Grande Encyclopédie Larousse 1971-1976Éd. 1971-1976
C

composition (suite)

La casse

Le casier dans lequel le compositeur manuel range les caractères, ou casse, n’a guère changé depuis des siècles ; dans ses compartiments, ou cassetins, sont répartis l’ensemble des caractères d’une même sorte et d’un même corps, bas de casse, capitales, chiffres, signes, constituant une police. Le poste de travail est un rang, ou meuble à tiroirs contenant les casses, à rayonnages contenant les blancs, et sur lequel le compositeur place la casse dont il va se servir. Un œil sur la copie, le composteur dans la main gauche, il prend les caractères un par un dans la casse avec la main droite, les aligne dans le composteur, justifie la ligne à la longueur désirée en plaçant des espaces et en coupant s’il y a lieu le dernier mot. Quand le composteur est plein, il le vide en posant son contenu sur une galée, plaque de bois ou de zinc. Il obtient sur la galée des paquets de textes, ligaturés traditionnellement par une ficelle. Un texte composé peut être aligné à gauche et à droite (composition en bloc), ou centré, ou aligné à gauche seulement (composition en drapeau). La longueur des lignes est appelée justification.


Composition mécanique

Jusqu’à la fin du xixe s., la composition était restée, malgré quelques améliorations de détail, ce qu’elle était du temps de Gutenberg. Les presses à imprimer mécaniques permettant une grande production pour l’époque, il fallait accélérer le travail lent et fastidieux, pour les livres, du typo. On avait bien déjà juxtaposé en un même caractère, ou logotype, plusieurs lettres. Certains logotypes sont encore en service : fi, ff ; d’autres, tels que aient, rent, ont été abandonnés, car ils compliquaient par trop les casses. Les premières machines à composer assemblaient des caractères mobiles. Une réalisation franco-anglaise, la Pianotype de Young et Delambre, était utilisée pratiquement vers 1845 avec des résultats acceptables. La machine de Thorne, en 1889, avait une production de 7 000 caractères à l’heure, et 2 000 exemplaires en étaient déjà vendus lorsque, quelques années plus tard, apparurent les machines assemblant des matrices et justifiant la ligne par la commande d’un clavier, puis coulant automatiquement les caractères. Ces machines, les composeuses mécaniques actuelles, sont de deux types :
1o celle qui produit des caractères séparés comme ceux de la composition manuelle : la Monotype ;
2o celles qui produisent des lignes-blocs, plaquettes de métal où tous les caractères sont solidaires les uns des autres : Linotype, Intertype, Typograph, etc.

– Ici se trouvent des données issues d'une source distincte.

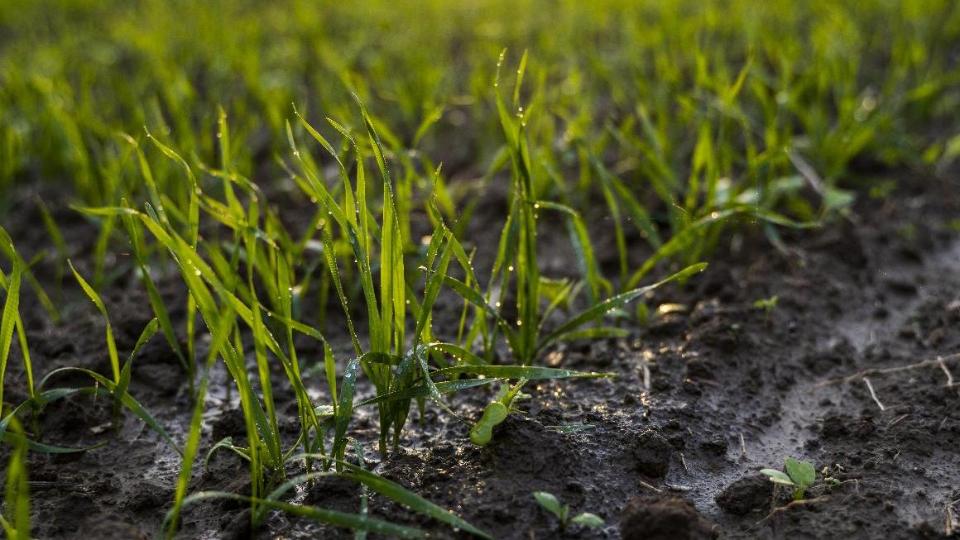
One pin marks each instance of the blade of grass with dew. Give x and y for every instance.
(98, 302)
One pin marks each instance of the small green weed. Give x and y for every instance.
(800, 475)
(550, 503)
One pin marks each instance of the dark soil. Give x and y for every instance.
(703, 398)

• Monotype. Cette machine a été imaginée par l’avocat américain Tolbert Lanston (1844-1903), qui, après avoir pris ses premiers brevets en 1887, mit au point son modèle définitif en 1899. L’ensemble Monotype se compose de deux machines distinctes, le clavier et la fondeuse, le lien entre les deux étant une bande perforée à 32 canaux. Le clavier, qui possède plus de 300 touches, traduit en perforations codées sur la bande tous les mouvements que devra exécuter automatiquement la fondeuse. Sur celle-ci, les matrices sont des petits blocs de bronze de 5 × 5 mm portant en bout l’empreinte en creux du caractère ; elles sont assemblées dans un châssis qui, dans les modèles récents, en contient jusqu’à 272, soit cinq polices d’un même corps. Les caractères coulés, éjectés du moule, viennent se ranger automatiquement dans une galée. La bande perforée peut être conservée et resservir. Très souple, la composition monotype convient particulièrement aux ouvrages scientifiques, aux tableaux ; elle fournit également des séries de caractères servant à garnir les casses de la composition manuelle.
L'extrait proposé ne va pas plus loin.